New DMCA Designated Agent Requirements Effective December 2016

Intellectual Property Alert

On November 1, 2016, the United States Copyright Office published an amendment to 37 CFR § 201.38 that changes the registration requirements for Designated Agents under the Digital Millennium Copyright Act.  Effective December 1, 2016, entities that wish to avail themselves of the safe harbor provisions of the DMCA must register their Designated Agents through the new online registration system.  Entities that registered Designated Agents through the previous paper registration regime have until December 31, 2017 to re-register through the online system.  Failure to register through the new online system by the applicable deadline will result in loss of DMCA safe harbor protection.  In addition, failure to renew a Designated Agent's online registration every three years will result in loss of DMCA safe harbor protection.

The safe harbor is created by section 512 of the DMCA.  Subject to certain conditions, it gives Internet service providers and website operators immunity against liability for copyright infringement with respect to "information residing on systems or networks at the direction of users."  In order to qualify for this immunity, an entity must identify a Designated Agent to receive copyright infringement notices, must provide the Designated Agent's contact information on the entity's website, and must register the Designated Agent with the Copyright Office, among other conditions. 

Prior to December 2016, an "interim" registration process was in place that operated using paper records.  The Copyright Office's new directory system replaces this antiquated paper-based system, which was cumbersome and expensive.  Benefits of the new online directory system include improved directory search capabilities and reduced cost for the initial registration ($6 for online registration vs. $105 for paper registration).  However, under the Copyright Office's new online system, a designation "expire[s] and become[s] invalid" three years after the initial registration unless the service provider renews the designation by either amending it to correct or update information or resubmitting the registration information without amendment.  37 CFR § 201.38(a)(4).  This new "periodic renewal" requirement creates a significant risk of liability should a registration lapses due to inadvertence or neglect.  To address this risk, entities and their counsel should set up internal processes to track and meet renewal dates to ensure continuous protection.

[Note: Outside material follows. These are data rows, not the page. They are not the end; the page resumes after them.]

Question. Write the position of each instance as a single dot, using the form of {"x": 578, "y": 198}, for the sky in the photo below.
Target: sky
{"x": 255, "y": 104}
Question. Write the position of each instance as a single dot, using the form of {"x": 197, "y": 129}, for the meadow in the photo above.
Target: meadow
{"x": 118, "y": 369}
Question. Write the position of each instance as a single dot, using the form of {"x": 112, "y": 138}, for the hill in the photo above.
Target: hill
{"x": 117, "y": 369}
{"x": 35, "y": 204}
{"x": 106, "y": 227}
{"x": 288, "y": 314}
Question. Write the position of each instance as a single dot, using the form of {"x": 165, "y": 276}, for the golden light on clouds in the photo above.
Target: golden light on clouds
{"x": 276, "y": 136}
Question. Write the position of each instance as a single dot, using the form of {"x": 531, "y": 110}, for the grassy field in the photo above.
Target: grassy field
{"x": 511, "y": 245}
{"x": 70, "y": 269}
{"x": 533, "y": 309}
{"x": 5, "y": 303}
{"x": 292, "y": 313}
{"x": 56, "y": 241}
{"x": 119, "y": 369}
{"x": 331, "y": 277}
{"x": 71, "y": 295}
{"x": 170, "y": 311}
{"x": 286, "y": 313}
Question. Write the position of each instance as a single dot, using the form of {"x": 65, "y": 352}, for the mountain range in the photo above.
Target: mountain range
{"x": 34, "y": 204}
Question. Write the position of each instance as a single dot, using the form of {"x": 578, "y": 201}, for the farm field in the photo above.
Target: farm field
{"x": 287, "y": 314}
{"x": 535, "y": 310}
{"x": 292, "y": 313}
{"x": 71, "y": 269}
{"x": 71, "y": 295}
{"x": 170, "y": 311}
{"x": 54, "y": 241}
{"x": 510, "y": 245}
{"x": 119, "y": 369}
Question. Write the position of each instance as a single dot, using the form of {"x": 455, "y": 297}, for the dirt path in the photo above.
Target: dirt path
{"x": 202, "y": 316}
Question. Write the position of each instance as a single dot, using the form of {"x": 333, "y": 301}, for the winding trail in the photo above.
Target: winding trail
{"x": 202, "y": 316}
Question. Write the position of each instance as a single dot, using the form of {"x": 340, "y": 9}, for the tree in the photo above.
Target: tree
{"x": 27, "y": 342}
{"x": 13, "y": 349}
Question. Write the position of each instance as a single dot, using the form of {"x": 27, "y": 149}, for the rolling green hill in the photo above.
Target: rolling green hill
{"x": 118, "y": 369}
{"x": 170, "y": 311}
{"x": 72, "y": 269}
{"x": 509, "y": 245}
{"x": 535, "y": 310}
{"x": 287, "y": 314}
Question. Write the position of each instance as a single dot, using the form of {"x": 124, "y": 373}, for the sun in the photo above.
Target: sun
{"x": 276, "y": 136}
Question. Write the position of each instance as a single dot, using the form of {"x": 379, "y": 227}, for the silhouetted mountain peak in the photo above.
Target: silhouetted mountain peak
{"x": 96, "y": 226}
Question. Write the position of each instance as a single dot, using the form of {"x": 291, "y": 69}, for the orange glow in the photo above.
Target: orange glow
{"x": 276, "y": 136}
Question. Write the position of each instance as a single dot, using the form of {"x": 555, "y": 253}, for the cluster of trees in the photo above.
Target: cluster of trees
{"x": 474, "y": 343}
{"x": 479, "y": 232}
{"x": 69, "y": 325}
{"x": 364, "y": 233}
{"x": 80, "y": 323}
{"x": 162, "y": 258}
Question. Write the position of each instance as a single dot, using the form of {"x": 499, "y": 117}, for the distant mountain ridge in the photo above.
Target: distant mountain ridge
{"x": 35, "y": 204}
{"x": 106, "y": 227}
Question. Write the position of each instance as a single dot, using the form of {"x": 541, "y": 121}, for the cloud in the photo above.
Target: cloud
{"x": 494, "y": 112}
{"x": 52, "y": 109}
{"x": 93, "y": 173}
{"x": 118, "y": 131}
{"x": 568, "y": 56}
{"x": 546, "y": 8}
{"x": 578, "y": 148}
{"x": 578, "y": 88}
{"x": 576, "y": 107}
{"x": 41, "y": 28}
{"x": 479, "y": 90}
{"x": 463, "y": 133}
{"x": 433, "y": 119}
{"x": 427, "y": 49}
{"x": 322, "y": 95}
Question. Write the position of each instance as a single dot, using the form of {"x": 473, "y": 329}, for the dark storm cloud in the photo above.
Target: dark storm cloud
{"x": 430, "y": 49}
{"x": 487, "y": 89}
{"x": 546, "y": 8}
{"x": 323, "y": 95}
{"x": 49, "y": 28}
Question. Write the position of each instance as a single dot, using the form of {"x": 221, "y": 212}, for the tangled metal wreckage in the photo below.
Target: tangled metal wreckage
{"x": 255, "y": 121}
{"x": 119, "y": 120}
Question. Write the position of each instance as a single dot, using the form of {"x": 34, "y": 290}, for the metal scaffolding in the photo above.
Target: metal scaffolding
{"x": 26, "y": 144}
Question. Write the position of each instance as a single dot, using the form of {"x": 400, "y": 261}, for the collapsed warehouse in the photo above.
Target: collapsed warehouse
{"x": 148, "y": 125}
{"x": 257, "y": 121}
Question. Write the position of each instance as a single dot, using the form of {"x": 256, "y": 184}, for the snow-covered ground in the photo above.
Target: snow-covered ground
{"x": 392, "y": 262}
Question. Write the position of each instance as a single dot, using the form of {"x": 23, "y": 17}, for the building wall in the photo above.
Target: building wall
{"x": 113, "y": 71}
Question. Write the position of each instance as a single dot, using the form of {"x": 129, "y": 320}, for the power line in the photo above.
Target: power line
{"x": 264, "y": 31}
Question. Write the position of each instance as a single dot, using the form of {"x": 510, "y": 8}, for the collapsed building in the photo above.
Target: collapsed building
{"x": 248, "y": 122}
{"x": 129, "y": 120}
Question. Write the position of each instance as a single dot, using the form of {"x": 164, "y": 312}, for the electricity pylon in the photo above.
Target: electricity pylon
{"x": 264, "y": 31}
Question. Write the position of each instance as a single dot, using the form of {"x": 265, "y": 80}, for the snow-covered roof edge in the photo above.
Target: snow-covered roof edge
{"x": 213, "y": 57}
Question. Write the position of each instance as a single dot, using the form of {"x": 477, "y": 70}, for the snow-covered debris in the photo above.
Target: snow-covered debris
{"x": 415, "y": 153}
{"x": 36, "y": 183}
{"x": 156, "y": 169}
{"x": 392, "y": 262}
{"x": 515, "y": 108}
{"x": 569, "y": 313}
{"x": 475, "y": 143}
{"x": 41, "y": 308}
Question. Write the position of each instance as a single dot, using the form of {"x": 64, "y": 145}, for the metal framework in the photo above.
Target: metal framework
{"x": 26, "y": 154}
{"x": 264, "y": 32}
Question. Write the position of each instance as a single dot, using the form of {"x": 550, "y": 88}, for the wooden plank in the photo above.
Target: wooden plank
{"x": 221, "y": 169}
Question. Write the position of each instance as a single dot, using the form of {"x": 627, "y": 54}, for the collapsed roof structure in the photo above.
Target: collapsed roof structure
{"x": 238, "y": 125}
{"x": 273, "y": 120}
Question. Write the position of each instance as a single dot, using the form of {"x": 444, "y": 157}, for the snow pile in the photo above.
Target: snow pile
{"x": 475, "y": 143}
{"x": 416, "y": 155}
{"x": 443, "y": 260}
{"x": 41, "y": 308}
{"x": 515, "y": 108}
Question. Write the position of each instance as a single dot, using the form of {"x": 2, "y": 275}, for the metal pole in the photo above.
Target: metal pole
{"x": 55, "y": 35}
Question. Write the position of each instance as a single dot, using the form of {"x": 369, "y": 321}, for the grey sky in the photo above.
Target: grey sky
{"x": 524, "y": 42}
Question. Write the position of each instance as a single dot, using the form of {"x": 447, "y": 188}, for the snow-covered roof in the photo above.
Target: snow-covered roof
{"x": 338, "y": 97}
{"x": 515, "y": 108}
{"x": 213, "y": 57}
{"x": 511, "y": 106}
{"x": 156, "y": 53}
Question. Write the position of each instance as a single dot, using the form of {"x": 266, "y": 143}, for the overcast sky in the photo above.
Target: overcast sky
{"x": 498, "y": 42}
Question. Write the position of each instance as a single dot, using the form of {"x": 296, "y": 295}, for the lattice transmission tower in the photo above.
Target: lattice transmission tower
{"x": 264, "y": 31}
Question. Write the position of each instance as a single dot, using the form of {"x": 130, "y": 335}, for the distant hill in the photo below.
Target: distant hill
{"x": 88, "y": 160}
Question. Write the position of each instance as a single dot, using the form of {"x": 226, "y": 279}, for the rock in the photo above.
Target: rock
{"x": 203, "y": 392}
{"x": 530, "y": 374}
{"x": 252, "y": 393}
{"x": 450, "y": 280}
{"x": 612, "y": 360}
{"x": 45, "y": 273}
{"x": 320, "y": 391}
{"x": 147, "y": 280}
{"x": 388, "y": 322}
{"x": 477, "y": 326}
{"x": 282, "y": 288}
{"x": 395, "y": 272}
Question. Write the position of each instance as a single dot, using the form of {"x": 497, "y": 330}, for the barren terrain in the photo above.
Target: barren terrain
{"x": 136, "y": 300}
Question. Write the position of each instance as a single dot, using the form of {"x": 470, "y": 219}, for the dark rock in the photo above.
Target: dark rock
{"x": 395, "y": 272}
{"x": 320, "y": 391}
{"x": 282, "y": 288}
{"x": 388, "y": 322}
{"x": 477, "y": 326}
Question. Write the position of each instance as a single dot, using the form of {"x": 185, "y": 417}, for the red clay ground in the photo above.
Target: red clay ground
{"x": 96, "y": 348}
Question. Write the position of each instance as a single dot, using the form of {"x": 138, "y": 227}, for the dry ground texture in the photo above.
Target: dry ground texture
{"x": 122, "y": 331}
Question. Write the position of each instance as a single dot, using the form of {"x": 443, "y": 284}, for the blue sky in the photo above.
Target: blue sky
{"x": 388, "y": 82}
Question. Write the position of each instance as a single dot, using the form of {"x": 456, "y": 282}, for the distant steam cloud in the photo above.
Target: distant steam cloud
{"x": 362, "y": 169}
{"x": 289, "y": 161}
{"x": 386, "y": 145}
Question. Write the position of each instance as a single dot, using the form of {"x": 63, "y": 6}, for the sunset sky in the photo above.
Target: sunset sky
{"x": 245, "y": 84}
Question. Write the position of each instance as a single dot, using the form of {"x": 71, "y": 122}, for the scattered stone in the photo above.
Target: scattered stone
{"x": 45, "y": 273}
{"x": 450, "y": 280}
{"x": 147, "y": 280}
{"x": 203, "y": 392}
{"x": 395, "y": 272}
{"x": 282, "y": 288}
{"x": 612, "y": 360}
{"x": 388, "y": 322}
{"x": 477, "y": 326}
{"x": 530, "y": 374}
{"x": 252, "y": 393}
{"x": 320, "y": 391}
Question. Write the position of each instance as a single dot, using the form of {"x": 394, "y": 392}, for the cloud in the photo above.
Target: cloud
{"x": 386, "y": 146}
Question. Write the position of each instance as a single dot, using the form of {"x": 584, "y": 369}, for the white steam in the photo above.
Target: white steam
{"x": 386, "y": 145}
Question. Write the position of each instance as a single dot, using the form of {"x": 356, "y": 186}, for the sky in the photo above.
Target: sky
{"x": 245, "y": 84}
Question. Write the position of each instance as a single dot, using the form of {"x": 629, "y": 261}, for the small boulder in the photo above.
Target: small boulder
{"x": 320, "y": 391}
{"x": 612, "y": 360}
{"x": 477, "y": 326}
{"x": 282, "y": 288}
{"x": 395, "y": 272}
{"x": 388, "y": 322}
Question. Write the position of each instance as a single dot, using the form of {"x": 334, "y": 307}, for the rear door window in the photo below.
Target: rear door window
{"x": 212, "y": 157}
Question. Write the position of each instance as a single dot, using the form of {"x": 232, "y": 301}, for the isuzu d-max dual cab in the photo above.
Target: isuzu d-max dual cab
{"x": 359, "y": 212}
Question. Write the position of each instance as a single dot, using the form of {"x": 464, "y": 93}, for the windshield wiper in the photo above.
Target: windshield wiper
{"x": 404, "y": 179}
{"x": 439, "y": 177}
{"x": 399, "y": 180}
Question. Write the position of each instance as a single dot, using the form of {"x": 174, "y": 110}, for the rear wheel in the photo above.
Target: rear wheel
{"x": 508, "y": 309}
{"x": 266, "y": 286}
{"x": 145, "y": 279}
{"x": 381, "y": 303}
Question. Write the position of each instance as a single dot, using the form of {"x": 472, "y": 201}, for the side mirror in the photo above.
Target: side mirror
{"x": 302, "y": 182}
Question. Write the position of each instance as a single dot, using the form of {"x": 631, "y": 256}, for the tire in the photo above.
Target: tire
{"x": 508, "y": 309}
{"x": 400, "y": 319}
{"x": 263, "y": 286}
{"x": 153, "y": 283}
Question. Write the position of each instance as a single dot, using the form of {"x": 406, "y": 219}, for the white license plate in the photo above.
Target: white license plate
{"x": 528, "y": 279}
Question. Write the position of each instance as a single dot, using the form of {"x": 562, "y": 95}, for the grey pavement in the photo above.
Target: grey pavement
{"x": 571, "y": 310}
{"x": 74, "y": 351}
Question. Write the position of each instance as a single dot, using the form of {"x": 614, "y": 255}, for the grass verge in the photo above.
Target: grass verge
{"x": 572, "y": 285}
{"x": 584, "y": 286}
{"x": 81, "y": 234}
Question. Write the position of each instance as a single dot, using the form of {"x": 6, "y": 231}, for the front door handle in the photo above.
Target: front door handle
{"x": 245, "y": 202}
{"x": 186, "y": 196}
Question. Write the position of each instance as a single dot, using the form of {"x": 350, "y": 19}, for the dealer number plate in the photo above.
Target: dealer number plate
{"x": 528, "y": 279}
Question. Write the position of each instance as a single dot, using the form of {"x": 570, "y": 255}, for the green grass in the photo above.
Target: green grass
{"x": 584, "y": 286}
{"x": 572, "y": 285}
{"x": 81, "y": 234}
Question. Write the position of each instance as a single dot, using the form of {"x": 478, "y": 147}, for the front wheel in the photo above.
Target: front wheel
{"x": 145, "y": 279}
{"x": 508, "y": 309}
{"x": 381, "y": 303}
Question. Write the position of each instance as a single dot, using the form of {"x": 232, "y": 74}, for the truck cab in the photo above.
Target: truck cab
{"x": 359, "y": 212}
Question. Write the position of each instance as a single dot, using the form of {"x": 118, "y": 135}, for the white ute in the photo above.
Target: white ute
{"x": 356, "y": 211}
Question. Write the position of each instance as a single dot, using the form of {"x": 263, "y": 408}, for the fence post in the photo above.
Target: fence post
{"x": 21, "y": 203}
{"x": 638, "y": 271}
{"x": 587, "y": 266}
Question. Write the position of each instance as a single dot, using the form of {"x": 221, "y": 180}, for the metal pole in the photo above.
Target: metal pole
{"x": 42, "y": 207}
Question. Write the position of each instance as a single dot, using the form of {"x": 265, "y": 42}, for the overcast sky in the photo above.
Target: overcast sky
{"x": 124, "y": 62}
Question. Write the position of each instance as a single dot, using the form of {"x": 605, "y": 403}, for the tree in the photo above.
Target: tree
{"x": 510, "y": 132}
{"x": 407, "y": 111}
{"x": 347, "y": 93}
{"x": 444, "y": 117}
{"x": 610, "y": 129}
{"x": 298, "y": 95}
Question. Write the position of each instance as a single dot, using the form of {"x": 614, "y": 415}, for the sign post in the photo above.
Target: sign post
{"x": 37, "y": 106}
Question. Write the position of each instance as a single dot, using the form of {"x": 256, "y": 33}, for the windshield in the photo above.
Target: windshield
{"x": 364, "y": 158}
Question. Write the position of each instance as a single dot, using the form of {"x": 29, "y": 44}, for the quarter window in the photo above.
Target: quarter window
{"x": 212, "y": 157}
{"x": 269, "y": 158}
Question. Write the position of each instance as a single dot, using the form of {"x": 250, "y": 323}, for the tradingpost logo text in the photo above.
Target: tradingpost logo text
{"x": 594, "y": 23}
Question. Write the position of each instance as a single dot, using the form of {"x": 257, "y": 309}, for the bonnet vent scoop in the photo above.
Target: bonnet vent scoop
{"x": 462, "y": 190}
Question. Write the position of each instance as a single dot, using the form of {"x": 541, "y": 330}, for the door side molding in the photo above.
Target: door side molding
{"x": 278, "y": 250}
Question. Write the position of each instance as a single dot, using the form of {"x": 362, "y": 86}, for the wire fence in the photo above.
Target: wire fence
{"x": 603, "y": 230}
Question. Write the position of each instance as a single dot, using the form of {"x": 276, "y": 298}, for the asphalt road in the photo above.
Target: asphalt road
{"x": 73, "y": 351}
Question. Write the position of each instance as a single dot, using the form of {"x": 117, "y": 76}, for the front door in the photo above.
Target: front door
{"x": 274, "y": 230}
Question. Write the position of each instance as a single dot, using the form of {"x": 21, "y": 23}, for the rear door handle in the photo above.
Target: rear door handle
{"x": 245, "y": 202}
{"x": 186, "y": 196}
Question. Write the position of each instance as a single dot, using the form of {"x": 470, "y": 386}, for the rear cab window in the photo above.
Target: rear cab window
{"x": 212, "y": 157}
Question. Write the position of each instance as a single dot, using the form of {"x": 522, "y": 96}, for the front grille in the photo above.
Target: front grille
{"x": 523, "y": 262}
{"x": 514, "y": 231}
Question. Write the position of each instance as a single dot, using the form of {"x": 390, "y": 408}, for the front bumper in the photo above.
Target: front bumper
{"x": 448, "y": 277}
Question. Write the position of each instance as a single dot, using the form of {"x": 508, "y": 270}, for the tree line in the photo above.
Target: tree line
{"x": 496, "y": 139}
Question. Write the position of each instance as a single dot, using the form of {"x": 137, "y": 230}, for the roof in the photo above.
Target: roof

All required fields in the online registration system must be completed in order for the designation to be registered with the Copyright Office. The person designating the agent with the Copyright Office must provide the following information for administrative purposes in addition to the information required by section 512(c)(2):

(i) The first name, last name, position or title, organization, physical mail address (street address or post office box), telephone number, and email address of two representatives of the service provider who will serve as primary and secondary points of contact for communications with the Office; and

(ii) A telephone number and email address for the service provider for communications with the Office.